On the occasion of Milan Cortina 2026, the Museo del Novecento in Milan presents from January 22, in collaboration with Testa per Testa, a focus exhibition dedicated to the sports-themed graphic production of Armando Testa.

On the occasion of the Milan Cortina 2026 Olympic and Paralympic Games, the Museo del Novecento in Milan presents from January 22, in collaboration with Testa per Testa, the focus exhibition Urrà la neve! Armando Testa and sport, dedicated to the sports-themed graphic production of one of the absolute protagonists of Italian visual communication. The project, curated by Gemma De Angelis Testa and Gianfranco Maraniello, proposes a path through more than 30 years of the artist’s activity, with the aim of highlighting the richness and variety of a research in which sport becomes a privileged field of experimentation.

The exhibition brings together seven posters and an audiovisual contribution to recount the evolution of Armando Testa’s language, capable of translating gesture, speed and energy of movement into images of great immediacy and communicative force. Born in Turin in 1917 and died in 1992, Testa founded the agency that bears his name in 1946 and developed an unmistakable style, characterized by formal essentiality, irony and continuous innovative tension. His work spanned a variety of fields, from advertising to art, from design to film and television, often dialoguing in advance with the artistic avant-gardes of the 20th century.

Testa’s images are not limited to immediate impact, but invite a progressive reading, capable of restoring the complexity of gesture and movement through synthetic and highly evocative forms. In this sense, Hooray for Snow! Armando Testa and sport will highlight how the artist was able to transform sports practices into metaphors for the cultural and social changes of his time.
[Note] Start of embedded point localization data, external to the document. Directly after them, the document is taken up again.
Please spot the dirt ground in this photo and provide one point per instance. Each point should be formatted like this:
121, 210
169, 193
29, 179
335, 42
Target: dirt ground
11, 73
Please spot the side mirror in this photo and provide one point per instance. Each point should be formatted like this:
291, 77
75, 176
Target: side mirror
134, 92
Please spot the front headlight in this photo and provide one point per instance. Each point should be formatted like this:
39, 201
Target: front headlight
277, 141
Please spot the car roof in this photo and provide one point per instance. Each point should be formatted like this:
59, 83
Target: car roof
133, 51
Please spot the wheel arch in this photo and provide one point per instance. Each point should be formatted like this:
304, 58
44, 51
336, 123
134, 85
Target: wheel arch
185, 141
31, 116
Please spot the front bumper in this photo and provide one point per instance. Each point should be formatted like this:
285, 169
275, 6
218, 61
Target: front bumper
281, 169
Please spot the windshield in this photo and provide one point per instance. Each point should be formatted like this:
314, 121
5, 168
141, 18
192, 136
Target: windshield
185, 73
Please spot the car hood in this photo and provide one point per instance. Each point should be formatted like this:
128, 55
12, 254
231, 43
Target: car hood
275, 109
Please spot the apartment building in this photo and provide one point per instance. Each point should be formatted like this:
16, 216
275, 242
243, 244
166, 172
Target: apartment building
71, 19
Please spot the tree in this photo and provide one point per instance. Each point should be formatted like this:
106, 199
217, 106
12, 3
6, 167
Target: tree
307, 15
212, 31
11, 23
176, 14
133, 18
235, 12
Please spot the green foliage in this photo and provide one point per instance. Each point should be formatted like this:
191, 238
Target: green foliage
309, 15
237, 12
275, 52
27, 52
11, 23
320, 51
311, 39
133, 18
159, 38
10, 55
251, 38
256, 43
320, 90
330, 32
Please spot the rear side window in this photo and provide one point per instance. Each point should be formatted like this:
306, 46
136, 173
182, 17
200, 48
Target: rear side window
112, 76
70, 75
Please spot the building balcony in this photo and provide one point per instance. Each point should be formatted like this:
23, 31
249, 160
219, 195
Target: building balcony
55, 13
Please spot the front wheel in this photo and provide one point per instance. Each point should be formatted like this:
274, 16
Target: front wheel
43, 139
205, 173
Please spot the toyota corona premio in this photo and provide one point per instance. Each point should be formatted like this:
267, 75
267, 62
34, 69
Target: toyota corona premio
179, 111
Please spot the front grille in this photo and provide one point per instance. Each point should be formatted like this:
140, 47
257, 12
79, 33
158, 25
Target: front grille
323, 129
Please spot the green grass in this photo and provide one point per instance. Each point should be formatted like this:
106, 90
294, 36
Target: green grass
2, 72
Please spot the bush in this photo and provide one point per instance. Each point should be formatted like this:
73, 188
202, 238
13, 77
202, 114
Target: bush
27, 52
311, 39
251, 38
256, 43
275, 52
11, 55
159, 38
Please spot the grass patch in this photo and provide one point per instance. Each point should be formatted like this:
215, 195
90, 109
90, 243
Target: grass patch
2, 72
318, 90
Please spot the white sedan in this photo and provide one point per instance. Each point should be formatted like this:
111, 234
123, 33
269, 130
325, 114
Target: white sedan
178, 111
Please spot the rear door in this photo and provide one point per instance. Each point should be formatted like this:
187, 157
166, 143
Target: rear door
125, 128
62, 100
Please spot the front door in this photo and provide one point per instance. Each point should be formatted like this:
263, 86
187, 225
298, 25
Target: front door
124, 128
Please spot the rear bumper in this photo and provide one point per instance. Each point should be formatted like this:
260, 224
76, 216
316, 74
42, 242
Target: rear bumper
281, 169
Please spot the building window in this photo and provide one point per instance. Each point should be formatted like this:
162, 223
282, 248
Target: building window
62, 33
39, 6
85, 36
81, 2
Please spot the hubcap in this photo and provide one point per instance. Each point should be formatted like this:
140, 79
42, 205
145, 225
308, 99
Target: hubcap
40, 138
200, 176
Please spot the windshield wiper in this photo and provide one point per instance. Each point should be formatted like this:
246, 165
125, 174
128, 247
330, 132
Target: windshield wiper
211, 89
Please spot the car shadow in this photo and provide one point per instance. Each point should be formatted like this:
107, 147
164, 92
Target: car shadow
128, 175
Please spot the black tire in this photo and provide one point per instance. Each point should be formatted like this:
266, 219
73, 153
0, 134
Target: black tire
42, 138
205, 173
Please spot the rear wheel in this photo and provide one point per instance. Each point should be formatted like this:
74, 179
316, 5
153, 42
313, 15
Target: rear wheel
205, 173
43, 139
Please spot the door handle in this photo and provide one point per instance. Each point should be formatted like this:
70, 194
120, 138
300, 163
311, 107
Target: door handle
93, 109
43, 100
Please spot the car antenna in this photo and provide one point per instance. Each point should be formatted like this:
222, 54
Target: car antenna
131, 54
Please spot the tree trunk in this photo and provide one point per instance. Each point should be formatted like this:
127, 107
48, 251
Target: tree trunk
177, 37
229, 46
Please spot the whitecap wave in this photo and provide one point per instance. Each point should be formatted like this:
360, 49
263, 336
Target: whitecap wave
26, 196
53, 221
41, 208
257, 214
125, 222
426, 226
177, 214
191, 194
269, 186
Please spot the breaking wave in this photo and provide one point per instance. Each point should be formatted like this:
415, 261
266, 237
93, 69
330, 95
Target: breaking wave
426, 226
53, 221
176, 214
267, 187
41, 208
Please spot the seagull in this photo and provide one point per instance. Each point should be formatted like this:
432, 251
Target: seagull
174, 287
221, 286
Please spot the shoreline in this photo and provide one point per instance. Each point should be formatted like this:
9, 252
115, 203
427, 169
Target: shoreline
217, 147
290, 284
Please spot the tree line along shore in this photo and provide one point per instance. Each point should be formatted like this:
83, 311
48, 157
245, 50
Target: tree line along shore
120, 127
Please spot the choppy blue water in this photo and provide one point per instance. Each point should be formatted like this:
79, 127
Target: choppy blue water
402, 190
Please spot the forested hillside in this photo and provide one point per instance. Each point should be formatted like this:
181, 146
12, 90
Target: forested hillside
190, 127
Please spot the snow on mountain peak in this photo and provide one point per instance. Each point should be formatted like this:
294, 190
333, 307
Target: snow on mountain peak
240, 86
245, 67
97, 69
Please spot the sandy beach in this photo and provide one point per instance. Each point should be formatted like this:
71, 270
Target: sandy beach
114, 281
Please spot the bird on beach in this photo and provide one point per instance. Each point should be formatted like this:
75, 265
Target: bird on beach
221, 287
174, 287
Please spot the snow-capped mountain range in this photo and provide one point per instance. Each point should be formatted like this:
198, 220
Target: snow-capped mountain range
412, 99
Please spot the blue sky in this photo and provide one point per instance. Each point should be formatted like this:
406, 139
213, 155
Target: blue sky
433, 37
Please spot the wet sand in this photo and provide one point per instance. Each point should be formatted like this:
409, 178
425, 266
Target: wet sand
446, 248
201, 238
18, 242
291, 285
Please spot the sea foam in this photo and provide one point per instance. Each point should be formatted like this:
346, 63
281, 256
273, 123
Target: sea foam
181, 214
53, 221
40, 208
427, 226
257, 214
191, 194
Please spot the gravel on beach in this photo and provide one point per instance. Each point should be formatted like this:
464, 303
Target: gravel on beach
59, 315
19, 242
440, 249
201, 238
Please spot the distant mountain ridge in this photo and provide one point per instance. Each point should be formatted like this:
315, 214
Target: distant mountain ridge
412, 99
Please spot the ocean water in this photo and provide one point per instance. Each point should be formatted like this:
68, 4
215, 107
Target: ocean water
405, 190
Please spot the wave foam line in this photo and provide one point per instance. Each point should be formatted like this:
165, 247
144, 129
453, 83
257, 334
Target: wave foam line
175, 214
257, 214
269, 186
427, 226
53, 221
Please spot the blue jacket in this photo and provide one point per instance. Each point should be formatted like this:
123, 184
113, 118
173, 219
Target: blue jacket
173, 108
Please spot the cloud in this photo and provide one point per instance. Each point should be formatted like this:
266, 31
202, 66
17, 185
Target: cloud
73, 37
Moto Guzzi 175 (1954; silkscreen print on paper mounted on canvas and frame, 100 x 140 cm). Courtesy of Gemma De Angelis Testa and TestaperTesta. Photo credit: Scan from original photocolor, © Testa per Testa
Moto Guzzi 175 (1954; silkscreen print on paper mounted on canvas and frame, 100 x 140 cm). Courtesy of Gemma De Angelis Testa and TestaperTesta. Photo credit: Scan from original photocolor, © Testa per Testa
Cervinia (1960s; letterpress on paper mounted on canvas and frame, 100 x 70 cm). Courtesy of Gemma De Angelis Testa and TestaperTesta. Photo credit: Fabio Mantegna
Cervinia (1960s; letterpress print on paper mounted on canvas and frame, 100 x 70 cm). Courtesy of Gemma De Angelis Testa and TestaperTesta. Photo credit: Fabio Mantegna
Games of the Seventeenth Olympiad (1959; letterpress on paper mounted on canvas and frame, 100 x 70 cm). Courtesy of Gemma De Angelis Testa and TestaperTesta. Photo credit: Fabio Mantegna
Games of the Seventeenth Olympiad (1959; letterpress print on paper mounted on canvas and frame, 100 x 70 cm). Courtesy of Gemma De Angelis Testa and TestaperTesta. Photo credit: Fabio Mantegna

From the earliest posters of the 1950s, such as Moto Guzzi Lodola Sport 175 (1954), in which speed and chromatic synthesis build a modern image of movement, to the work for the Games of the 17th Olympiad in 1959, sport emerges as a symbol of progress and collective participation. In the 1960s and 1970s, works such as Cervinia, The Grand Prix of Advertising (1974/1990) and the8th International Horse Racing Competition (1968) show a gradual formal reduction and an increasing centrality of the image, which blends body, landscape and symbol into a powerful visual synthesis. With posters such as Azzurra (1987) and Torino ’90, Armando Testa creates emblematic images that elevate the sports imagery to a cultural icon. Alongside graphic production, the famous television carousel The Train to Saiwa (1966-1969) extends this research to filmic and performative language, staging bodies that become machine and movement, in tune with experiments akin to Fluxus practices and John Cage’s research.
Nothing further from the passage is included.